Red blood cells (RBCs) undergo irreversible biochemical and morphological changes during storage, contributing to the hemorheological changes of stored RBCs, which causes deterioration of microvascular perfusion in vivo. In this study, a home-built optofluidic system for laser speckle imaging of flowing stored RBCs through a transparent microfluidic channel was employed. The speckle decorrelation time (SDT) provides a quantitative measure of RBC changes, including aggregation in the microchannel. The SDT and relative light transmission intensity of the stored RBCs were monitored for 42 days. In addition, correlations between the decorrelation time, RBC flow speed through the channel, and relative light transmission intensity were obtained. The SDT of stored RBCs increased as the storage duration increased. The SDTs of the RBCs stored for 21 days did not significantly change. However, for the RBCs stored for over 35 days, the SDT increased significantly from 1.26 ± 0.27 ms to 6.12 ± 1.98 ms. In addition, we measured the relative light transmission intensity and RBC flow speed. As the RBC storage time increased, the relative light transmission intensity increased, whereas the RBC flow speed decreased in the microchannel. The optofluidic laser speckle image decorrelation time provides a quantitative measure of assessing the RBC condition during storage. Laser speckle image decorrelation analysis may serve as a convenient assay to monitor the property changes of stored RBCs.

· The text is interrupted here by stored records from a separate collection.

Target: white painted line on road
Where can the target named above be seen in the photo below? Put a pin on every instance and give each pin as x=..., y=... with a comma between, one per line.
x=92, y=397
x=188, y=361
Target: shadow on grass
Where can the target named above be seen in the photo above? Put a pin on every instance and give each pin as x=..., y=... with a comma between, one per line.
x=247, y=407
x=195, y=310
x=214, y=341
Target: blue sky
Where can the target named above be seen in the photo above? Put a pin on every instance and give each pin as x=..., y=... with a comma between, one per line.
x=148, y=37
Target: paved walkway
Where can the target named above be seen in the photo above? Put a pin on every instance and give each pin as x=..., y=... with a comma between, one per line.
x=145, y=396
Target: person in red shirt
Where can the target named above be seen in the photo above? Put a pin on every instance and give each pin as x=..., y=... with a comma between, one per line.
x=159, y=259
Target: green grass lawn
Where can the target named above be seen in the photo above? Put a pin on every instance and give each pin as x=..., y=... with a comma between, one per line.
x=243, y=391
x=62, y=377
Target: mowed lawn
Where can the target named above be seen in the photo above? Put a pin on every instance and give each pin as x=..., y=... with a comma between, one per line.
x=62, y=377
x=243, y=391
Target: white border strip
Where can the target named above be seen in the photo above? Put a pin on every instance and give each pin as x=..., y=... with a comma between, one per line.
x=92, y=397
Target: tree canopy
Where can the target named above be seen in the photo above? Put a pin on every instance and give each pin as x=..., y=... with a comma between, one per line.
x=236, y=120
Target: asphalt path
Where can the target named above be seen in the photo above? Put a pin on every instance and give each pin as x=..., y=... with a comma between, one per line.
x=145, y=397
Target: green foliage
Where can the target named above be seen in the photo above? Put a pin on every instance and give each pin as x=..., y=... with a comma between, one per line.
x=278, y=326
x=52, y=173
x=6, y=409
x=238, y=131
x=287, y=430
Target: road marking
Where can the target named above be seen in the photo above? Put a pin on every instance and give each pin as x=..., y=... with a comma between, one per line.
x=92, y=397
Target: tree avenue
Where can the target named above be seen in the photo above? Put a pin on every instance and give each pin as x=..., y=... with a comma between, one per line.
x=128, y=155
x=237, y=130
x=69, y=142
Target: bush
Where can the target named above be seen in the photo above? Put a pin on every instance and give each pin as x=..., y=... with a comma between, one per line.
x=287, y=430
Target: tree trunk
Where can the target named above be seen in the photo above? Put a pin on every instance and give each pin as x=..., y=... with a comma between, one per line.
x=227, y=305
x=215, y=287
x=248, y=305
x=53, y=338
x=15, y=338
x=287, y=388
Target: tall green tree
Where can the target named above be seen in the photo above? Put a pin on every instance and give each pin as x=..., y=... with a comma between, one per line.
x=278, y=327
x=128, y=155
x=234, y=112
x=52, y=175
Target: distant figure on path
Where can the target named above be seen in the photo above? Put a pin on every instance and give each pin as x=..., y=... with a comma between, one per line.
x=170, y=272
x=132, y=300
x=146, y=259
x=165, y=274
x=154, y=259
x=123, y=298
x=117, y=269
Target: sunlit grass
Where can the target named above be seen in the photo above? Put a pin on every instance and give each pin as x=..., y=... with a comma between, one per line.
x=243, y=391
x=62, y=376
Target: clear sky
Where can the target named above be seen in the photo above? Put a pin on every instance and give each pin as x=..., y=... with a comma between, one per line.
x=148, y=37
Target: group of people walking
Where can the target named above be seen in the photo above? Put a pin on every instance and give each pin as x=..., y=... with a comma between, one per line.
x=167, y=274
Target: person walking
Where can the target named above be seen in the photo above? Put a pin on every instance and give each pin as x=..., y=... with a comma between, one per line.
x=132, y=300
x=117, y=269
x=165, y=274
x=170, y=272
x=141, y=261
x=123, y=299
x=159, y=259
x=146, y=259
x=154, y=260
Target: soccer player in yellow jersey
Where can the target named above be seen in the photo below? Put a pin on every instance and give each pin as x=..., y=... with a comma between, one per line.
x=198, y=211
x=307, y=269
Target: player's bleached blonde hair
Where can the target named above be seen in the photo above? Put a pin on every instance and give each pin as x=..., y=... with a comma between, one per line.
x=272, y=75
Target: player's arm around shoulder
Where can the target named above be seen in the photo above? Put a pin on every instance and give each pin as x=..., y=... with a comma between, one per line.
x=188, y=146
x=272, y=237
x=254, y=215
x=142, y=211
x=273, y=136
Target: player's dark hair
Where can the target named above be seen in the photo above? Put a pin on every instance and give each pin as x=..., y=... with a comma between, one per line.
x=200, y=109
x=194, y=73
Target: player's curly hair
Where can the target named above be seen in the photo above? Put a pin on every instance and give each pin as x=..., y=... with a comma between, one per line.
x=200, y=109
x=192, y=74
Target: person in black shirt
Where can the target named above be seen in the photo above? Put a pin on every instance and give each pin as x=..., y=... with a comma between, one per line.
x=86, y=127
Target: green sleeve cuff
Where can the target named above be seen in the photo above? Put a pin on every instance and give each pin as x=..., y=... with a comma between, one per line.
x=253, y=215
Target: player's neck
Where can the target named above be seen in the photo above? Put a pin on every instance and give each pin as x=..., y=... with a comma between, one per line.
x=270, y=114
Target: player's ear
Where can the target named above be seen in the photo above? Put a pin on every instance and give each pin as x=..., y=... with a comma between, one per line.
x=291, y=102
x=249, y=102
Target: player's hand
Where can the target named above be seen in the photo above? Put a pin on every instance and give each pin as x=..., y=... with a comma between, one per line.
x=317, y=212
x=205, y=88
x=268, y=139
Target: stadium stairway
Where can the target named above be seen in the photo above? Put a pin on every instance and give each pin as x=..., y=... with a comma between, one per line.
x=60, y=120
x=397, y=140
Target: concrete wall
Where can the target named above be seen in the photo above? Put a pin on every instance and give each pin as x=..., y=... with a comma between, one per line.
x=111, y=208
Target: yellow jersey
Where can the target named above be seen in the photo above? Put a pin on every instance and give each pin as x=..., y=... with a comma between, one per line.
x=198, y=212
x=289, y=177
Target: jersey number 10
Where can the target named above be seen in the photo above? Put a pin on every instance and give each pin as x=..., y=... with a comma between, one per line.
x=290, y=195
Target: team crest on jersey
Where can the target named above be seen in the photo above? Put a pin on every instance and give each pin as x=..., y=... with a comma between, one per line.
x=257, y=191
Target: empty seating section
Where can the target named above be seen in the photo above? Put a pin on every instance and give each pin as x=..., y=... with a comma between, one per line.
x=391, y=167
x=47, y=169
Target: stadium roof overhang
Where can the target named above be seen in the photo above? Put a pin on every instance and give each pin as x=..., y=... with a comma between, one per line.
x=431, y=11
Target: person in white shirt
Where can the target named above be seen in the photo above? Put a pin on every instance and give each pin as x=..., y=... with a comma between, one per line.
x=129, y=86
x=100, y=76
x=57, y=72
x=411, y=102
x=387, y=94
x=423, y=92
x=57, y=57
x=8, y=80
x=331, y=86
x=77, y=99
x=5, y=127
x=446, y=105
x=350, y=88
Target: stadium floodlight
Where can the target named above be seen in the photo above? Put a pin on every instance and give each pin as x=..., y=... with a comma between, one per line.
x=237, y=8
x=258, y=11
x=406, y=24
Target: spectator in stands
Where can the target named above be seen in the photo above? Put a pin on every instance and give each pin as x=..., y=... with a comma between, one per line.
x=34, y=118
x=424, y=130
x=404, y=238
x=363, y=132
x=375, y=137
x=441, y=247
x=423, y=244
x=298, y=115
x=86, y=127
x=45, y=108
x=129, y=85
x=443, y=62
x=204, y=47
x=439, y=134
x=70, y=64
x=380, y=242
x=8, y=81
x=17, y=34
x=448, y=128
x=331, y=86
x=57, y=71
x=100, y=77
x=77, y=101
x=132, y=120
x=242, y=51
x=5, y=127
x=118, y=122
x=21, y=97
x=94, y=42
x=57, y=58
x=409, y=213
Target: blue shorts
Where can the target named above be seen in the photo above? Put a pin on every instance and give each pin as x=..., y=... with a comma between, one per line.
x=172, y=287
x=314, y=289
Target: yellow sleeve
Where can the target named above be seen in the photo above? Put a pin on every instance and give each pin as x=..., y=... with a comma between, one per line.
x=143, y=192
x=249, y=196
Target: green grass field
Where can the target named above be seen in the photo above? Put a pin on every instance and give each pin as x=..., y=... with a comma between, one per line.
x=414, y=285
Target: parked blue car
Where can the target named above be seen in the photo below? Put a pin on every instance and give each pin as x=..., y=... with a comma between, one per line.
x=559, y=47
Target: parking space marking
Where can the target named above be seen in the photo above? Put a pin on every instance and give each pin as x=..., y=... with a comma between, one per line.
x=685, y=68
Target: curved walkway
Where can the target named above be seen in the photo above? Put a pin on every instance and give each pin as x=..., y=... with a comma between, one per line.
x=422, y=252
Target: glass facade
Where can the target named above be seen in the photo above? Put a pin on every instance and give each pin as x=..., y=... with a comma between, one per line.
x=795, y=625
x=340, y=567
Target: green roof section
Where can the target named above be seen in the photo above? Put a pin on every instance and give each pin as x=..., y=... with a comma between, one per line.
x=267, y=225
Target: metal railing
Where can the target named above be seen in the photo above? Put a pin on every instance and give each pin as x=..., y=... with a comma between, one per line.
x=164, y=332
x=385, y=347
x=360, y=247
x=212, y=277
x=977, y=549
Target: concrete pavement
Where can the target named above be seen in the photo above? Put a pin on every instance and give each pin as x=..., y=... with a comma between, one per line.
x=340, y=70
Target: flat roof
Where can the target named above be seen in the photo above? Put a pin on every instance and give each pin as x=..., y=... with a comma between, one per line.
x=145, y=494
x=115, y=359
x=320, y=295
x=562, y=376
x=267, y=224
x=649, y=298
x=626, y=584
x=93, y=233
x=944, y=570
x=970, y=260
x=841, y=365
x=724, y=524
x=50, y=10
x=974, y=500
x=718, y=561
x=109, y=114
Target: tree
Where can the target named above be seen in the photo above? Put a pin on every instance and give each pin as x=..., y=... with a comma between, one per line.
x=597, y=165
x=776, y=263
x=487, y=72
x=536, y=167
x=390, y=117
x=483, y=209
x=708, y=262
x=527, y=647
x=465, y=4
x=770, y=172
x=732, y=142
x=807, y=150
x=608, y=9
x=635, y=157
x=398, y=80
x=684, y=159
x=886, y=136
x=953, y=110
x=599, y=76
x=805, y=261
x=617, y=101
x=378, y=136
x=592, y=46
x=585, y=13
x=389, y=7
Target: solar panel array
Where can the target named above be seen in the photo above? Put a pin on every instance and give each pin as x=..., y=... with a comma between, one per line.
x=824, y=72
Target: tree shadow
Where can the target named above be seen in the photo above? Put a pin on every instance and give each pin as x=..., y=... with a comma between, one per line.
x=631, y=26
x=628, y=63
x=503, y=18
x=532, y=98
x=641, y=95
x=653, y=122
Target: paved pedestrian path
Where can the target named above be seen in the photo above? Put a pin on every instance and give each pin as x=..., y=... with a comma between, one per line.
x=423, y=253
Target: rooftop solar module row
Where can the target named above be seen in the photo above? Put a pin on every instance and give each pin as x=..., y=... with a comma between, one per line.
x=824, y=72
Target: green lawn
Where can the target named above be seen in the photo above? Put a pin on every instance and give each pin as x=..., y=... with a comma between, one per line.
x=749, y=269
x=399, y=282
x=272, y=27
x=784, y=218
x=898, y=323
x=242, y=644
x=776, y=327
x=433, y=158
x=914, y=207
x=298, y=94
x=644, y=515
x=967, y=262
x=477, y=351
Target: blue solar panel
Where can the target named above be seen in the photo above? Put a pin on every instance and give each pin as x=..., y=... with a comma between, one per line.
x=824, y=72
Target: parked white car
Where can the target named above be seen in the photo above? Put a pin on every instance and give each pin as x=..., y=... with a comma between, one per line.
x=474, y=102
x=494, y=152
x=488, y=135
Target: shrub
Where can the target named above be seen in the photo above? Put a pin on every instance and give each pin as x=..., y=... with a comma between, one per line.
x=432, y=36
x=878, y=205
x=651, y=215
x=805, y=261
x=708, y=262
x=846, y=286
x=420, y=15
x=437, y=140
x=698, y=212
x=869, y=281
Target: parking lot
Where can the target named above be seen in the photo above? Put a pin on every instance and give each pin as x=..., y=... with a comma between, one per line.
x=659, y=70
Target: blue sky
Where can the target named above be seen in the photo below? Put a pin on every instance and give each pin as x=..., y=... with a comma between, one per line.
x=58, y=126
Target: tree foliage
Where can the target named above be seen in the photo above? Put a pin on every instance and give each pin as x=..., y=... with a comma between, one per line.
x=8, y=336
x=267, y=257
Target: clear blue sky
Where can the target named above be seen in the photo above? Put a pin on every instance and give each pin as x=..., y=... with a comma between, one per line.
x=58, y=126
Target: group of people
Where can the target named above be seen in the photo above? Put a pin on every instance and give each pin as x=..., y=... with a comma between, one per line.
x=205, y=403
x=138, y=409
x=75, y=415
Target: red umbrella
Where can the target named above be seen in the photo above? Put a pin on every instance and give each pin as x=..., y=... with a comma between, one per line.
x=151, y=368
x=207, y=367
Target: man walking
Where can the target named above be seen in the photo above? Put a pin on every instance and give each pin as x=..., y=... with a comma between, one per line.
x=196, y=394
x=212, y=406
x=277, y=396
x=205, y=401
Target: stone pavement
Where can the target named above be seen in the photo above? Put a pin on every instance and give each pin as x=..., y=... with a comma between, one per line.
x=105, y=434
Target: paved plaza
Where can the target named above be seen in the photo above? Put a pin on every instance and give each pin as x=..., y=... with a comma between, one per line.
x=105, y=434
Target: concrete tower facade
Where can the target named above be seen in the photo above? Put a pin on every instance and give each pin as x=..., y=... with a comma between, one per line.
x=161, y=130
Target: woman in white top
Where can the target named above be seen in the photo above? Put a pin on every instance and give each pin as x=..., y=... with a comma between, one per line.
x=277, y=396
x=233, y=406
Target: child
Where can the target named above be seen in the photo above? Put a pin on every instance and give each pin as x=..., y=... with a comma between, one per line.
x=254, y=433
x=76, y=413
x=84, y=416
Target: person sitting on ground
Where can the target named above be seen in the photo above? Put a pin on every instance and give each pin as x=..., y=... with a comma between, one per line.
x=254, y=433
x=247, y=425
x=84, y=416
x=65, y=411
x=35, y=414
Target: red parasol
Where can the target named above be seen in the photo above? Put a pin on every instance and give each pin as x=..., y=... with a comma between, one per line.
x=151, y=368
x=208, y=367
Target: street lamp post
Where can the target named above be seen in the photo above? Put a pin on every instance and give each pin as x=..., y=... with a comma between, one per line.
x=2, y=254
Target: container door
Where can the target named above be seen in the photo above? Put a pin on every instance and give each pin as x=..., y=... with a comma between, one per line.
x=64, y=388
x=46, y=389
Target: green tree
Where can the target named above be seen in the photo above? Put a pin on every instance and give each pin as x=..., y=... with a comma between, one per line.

Platelets play essential roles in the formation of blood clots by clumping with coagulation factors at the site of vascular injury to stop bleeding; therefore, a reduction in the platelet number or disorder in their function causes bleeding risk. In our research, we developed a method to assess platelet aggregation using an optical approach within a microfluidic chip’s channel by evaluating the size of laser speckles. These speckles, associated with slowed blood flow in the microfluidic channel, had a baseline size of 28.54 ± 0.72 µm in whole blood. Removing platelets from the sample led to a notable decrease in speckle size to 27.04 ± 1.23 µm. Moreover, the addition of an ADP-containing agonist, which activates platelets, resulted in an increased speckle size of 32.89 ± 1.69 µm. This finding may provide a simple optical method via microfluidics that could be utilized to assess platelet functionality in diagnosing bleeding disorders and potentially in monitoring therapies that target platelets.